Please refer to the following chapter for the legend and the system of coordinates.

Notation #

• Pattern names are given in Title Case Italics and usually link to the pattern’s definition.
• The first mention of a term or a name of a pattern component is italicized.
• Quotes and puns are in full italics.
• Book references are [BRACKETED] and link to the list of the books in Appendix B.

• Supplementary explanations are grayed-out.

Many patterns match terms of the common language – indeed, as a pattern is a generalization of human experience, the more widespread a notion, the faster it is turned into a pattern. Such general-use terms, e.g. layers, services or pipeline, are usually not indicated in any way to preserve the overall readability.

The architectural religions #

There are several schools of software architecture:

1. The believers in SOLID.
2. The followers of eight qualities, five views and as-many-as-one-gets certifications.
3. The aspirants to the nameless way of patterns.

In my opinion:

1. SOLID is a silver bullet that tends to produce a DDD-layered kind of Hexagonal Architecture. It lacks the agility of pluralism found with evolutionary ecosystems.
2. Architectural frameworks are overcomplicated thus hard to understand and inflexible.
3. Patterns are like a kind of toolbox, the one which a mechanic is often seen carrying around. A skilled craftsman knows best uses of his tools, and can invent new instruments if something is missing in the standard toolset. However, the toolset’s size should be limited for the tools to be familiar to the practitioner and easily carried around.

It is likely that those approaches are best used with systems of different sizes: SOLID is aimed at stand-alone application design while the heavy frameworks and certifications suit distributed enterprise architectures. In such a worldview patterns span everything in between the two extremes.

Patterns of software architecture are abstract just like Plato’s Ideas or Forms in philosophy or classes in object-oriented programming. There is only one instance of each given pattern, which is a general idea or a very high-level blueprint for every implementation of the pattern ever seen in the code.

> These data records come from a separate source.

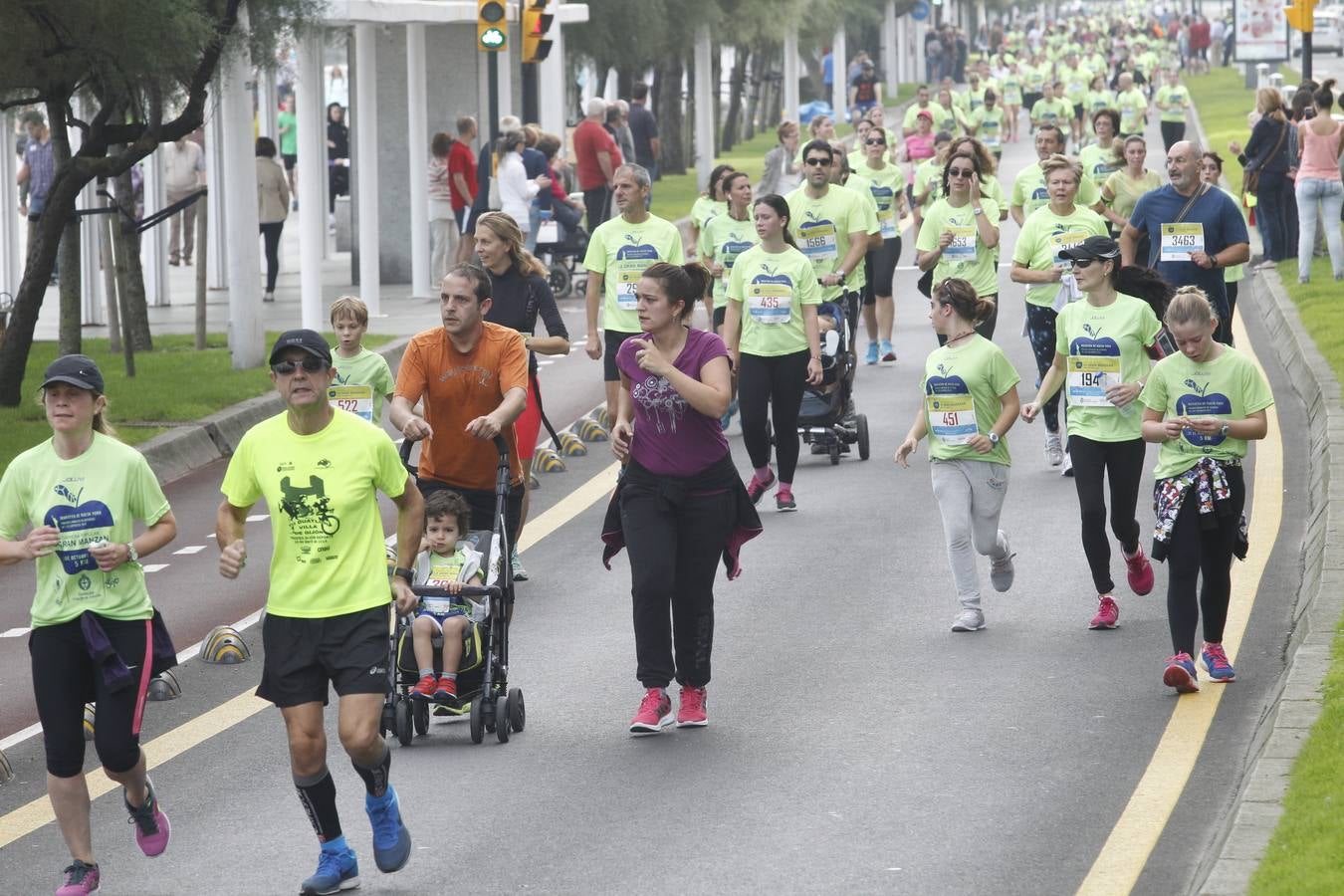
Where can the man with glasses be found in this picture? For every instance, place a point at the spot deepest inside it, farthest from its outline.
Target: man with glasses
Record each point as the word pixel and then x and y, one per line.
pixel 320 470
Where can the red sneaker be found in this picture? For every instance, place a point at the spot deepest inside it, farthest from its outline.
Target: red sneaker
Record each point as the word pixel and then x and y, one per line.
pixel 691 712
pixel 655 714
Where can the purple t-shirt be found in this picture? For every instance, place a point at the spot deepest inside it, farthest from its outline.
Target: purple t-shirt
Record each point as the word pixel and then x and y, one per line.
pixel 671 437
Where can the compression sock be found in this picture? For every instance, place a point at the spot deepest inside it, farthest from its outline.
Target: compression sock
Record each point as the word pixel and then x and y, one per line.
pixel 318 794
pixel 375 777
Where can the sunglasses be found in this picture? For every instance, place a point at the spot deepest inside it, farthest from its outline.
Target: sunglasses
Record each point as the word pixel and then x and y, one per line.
pixel 310 364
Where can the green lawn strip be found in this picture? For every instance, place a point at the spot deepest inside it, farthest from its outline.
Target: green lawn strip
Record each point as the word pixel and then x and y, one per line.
pixel 173 384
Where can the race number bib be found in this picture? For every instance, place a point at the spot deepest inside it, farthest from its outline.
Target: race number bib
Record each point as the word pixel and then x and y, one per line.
pixel 356 399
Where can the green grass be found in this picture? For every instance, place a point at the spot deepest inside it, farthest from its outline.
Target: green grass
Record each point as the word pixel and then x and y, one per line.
pixel 173 384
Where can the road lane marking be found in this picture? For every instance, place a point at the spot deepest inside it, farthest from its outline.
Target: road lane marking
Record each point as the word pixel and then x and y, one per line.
pixel 1141 823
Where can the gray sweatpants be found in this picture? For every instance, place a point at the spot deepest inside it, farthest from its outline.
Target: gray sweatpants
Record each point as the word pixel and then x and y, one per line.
pixel 971 496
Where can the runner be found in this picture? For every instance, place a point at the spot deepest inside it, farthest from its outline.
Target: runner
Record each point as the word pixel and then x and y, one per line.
pixel 960 238
pixel 971 402
pixel 675 385
pixel 618 253
pixel 1202 406
pixel 521 291
pixel 772 331
pixel 326 622
pixel 1037 262
pixel 80 495
pixel 1101 356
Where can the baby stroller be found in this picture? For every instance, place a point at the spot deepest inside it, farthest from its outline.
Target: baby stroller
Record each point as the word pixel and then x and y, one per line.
pixel 483 673
pixel 824 418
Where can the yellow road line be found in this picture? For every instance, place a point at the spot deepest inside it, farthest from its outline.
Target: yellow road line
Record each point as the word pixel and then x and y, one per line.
pixel 1135 834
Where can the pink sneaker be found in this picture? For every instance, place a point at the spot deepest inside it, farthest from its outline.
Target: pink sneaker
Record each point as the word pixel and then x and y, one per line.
pixel 655 714
pixel 150 823
pixel 1140 572
pixel 691 712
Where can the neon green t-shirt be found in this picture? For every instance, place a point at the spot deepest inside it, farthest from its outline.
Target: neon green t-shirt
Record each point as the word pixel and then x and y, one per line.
pixel 1044 235
pixel 1230 387
pixel 967 257
pixel 772 289
pixel 621 251
pixel 361 383
pixel 722 239
pixel 1104 346
pixel 95 497
pixel 327 533
pixel 963 384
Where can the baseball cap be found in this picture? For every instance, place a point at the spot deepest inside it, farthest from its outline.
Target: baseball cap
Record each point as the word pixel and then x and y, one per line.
pixel 76 369
pixel 306 338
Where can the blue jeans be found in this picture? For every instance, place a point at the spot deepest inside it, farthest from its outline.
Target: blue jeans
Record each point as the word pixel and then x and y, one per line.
pixel 1331 196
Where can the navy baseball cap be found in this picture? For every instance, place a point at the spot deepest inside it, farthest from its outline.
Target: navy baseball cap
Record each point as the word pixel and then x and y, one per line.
pixel 308 340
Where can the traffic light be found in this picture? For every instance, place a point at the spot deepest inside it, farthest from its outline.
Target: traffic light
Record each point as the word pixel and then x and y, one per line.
pixel 491 27
pixel 537 22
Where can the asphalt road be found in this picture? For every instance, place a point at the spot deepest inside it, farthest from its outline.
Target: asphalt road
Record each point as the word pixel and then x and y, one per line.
pixel 855 743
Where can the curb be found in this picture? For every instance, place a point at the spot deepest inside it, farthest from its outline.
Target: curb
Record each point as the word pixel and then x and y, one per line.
pixel 184 449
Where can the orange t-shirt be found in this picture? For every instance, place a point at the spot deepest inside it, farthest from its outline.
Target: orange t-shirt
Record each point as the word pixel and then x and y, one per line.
pixel 457 388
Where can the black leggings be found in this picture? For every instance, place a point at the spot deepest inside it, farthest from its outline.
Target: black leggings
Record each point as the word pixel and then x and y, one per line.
pixel 775 381
pixel 65 679
pixel 675 553
pixel 1122 464
pixel 1195 550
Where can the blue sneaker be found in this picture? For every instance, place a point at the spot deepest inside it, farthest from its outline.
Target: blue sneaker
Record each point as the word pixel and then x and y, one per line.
pixel 337 869
pixel 391 840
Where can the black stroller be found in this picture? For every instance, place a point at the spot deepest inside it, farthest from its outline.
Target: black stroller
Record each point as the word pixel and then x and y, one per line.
pixel 483 673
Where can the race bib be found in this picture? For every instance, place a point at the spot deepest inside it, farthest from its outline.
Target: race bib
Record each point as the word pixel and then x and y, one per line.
pixel 1180 241
pixel 356 399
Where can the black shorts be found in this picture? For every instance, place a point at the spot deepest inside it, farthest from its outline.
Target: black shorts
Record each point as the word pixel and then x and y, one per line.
pixel 303 656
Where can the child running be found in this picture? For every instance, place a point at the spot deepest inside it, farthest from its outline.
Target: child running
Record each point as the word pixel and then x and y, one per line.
pixel 446 563
pixel 971 402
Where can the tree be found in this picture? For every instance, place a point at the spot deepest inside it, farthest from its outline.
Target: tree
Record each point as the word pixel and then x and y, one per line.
pixel 141 70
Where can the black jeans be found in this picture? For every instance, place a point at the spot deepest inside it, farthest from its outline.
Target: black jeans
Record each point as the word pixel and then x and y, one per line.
pixel 775 381
pixel 1122 464
pixel 675 553
pixel 1194 551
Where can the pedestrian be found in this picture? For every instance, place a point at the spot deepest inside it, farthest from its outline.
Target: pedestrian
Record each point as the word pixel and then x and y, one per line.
pixel 775 338
pixel 1194 230
pixel 970 403
pixel 96 634
pixel 1101 358
pixel 1320 192
pixel 1039 262
pixel 680 504
pixel 272 208
pixel 620 250
pixel 1202 406
pixel 327 622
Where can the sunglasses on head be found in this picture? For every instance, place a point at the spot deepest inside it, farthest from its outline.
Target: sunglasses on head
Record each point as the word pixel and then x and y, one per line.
pixel 311 364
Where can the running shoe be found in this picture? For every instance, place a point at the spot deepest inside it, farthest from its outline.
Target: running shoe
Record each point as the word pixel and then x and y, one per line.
pixel 391 840
pixel 1108 614
pixel 757 487
pixel 1180 673
pixel 1140 572
pixel 336 871
pixel 970 621
pixel 81 879
pixel 425 688
pixel 655 714
pixel 1216 660
pixel 1002 569
pixel 150 823
pixel 691 712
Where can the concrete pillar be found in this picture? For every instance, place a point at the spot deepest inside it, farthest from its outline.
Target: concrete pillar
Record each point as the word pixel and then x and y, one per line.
pixel 417 138
pixel 312 175
pixel 238 184
pixel 364 126
pixel 703 107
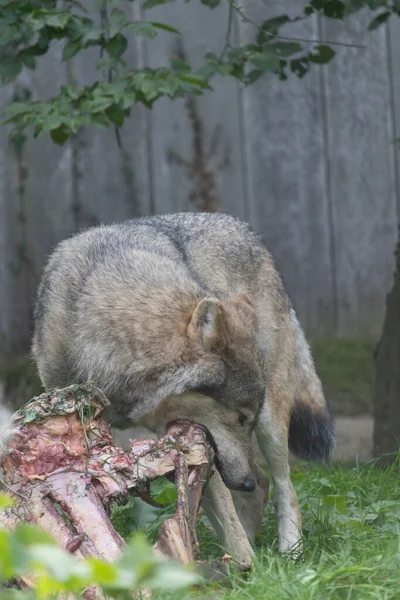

What’s wrong with patterns #

Too much information is no information or, as they say, what is not remembered never existed. There are literally thousands of patterns described for software and system architectures. Nobody knows them all and nobody cares to know them all (if you say you do, you must have already read the Pattern Languages of Programs archives. Have you? Neither have I). Hundreds of patterns are generated yearly in just the conferences alone, not to mention the books and software engineering websites. Old patterns get rebranded or forgotten and reinvented. This is especially true for the discrepancy between the pattern names in software architecture and system architecture. The new N-tier is just good old Layers under the hood, isn’t it?

This undermines the original ideas which brought in the patterns hype:

1. Patterns as a ubiquitous language. Nowadays similar, if not identical, patterns bear different names, and some of them are too obscure to be ever heard of (see the PLoP archives).
2. Patterns as a vessel for knowledge transfer. If an old pattern is reinvented or plagiarized, most of the old knowledge is lost. There is no continuity of experience.
3. Pattern language as the ultimate architect’s tool. As patterns are re-invented, so are pattern languages. At best, we have domain-specific or architecture-limited (DDD, Microservices) systems of patterns. There is no single unified vision which pattern enthusiasts of old promised to provide.

Have we been fooled?

TLDR #

Compare Firewall and Response Cache. Both represent a system to its users and implement generic aspects of the system’s behavior. Both are Proxies.

Take Saga Execution Component and API Composer. Both are high-level services that make a series of calls into an underlying system – they orchestrate it. Both are Orchestrators.

It’s that simple and stupid. We can classify architectural patterns.